A novel cyanobacteria occurrence index derived from optical water types in a tropical lake

IF 10.6 1区地球科学 Q1 GEOGRAPHY, PHYSICAL

ISPRS Journal of Photogrammetry and Remote Sensing

Pub Date : 2025-03-12 DOI: 10.1016/j.isprsjprs.2025.03.006

Davide Lomeo , Stefan G.H. Simis , Xiaohan Liu , Nick Selmes , Mark A. Warren , Anne D. Jungblut , Emma J. Tebbs

Cyanobacteria blooms are a threat to water quality of lakes and reservoirs worldwide, requiring scalable monitoring solutions. Existing approaches for remote sensing of cyanobacteria focus on quantifying (accessory) photosynthetic pigment to map surface accumulations. These approaches have proven challenging to validate against in situ observations, limiting uptake in water quality management. Optical Water Types (OWTs) have been used in inland and ocean waters to dynamically select suitable algorithms over optical gradients, thereby helping to limit out-of-scope application of individual algorithms. Here, we present a proof-of-concept study in Winam Gulf, Lake Victoria, extending an existing OWT framework using a hybrid approach combining in situ and satellite-derived water types. This extended OWT set of 25 water types, obtained from K-means clustering > 18 million Sentinel-3 Ocean and Land Colour Instrument (OLCI) spectra, was found to better capture the optical diversity of cyanobacteria bloom phases compared to the original OWT set. We translate this framework into a novel Cyanobacteria Occurrence Index (COI) by assigning weights to key optical features observed in the OWT set, such as phycocyanin absorption and surface accumulation. COI was strongly correlated with established algorithms for chlorophyll-a (Maximum Peak Height; r = 0.9) and phycocyanin (Simis07; r = 0.84), while potentially capturing various bloom phases in optically mixed conditions. We demonstrate how COI could be mapped onto a three-category risk classification to facilitate communication of cyanobacteria occurrence risk. Initial tests across diverse waterbodies suggest potential for wider application, though further validation across different environmental conditions is needed. This work provides a foundation for improved cyanobacteria monitoring in optically complex waters, particularly where conventional sampling approaches face limitations.

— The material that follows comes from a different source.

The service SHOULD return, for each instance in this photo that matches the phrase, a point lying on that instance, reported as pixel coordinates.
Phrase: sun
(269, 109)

蓝藻藻华威胁着全球湖泊和水库的水质，需要可扩展的监测解决方案。现有的蓝藻遥感方法主要通过量化（附属）光合色素来绘制蓝藻表面积累图。事实证明，这些方法很难与现场观测结果进行验证，从而限制了在水质管理中的应用。光学水体类型（OWTs）已被用于内陆和海洋水域，通过光学梯度动态选择合适的算法，从而帮助限制单个算法在范围外的应用。在此，我们介绍了在维多利亚湖维纳姆湾进行的概念验证研究，该研究使用结合原位水类型和卫星水类型的混合方法扩展了现有的 OWT 框架。这套扩展的 OWT 包含 25 种水类型，由 K-means 聚类> 1800 万个哨兵-3 海洋和陆地色彩仪器（OLCI）光谱得出，与原始 OWT 相比，它能更好地捕捉蓝藻绽放阶段的光学多样性。我们将这一框架转化为一种新的蓝藻发生指数（COI），方法是为在 OWT 集上观测到的关键光学特征（如藻蓝蛋白吸收和表面积累）分配权重。COI 与叶绿素-a（最大峰高；r = 0.9）和藻蓝蛋白（Simis07；r = 0.84）的既定算法密切相关，同时有可能捕捉到光学混合条件下的各种藻华阶段。我们展示了如何将 COI 映射到三类风险分类中，以促进蓝藻发生风险的交流。在不同水体中进行的初步测试表明，该方法具有更广泛的应用潜力，但还需要在不同环境条件下进行进一步验证。这项工作为改善光学复杂水体中的蓝藻监测工作奠定了基础，尤其是在传统取样方法受到限制的情况下。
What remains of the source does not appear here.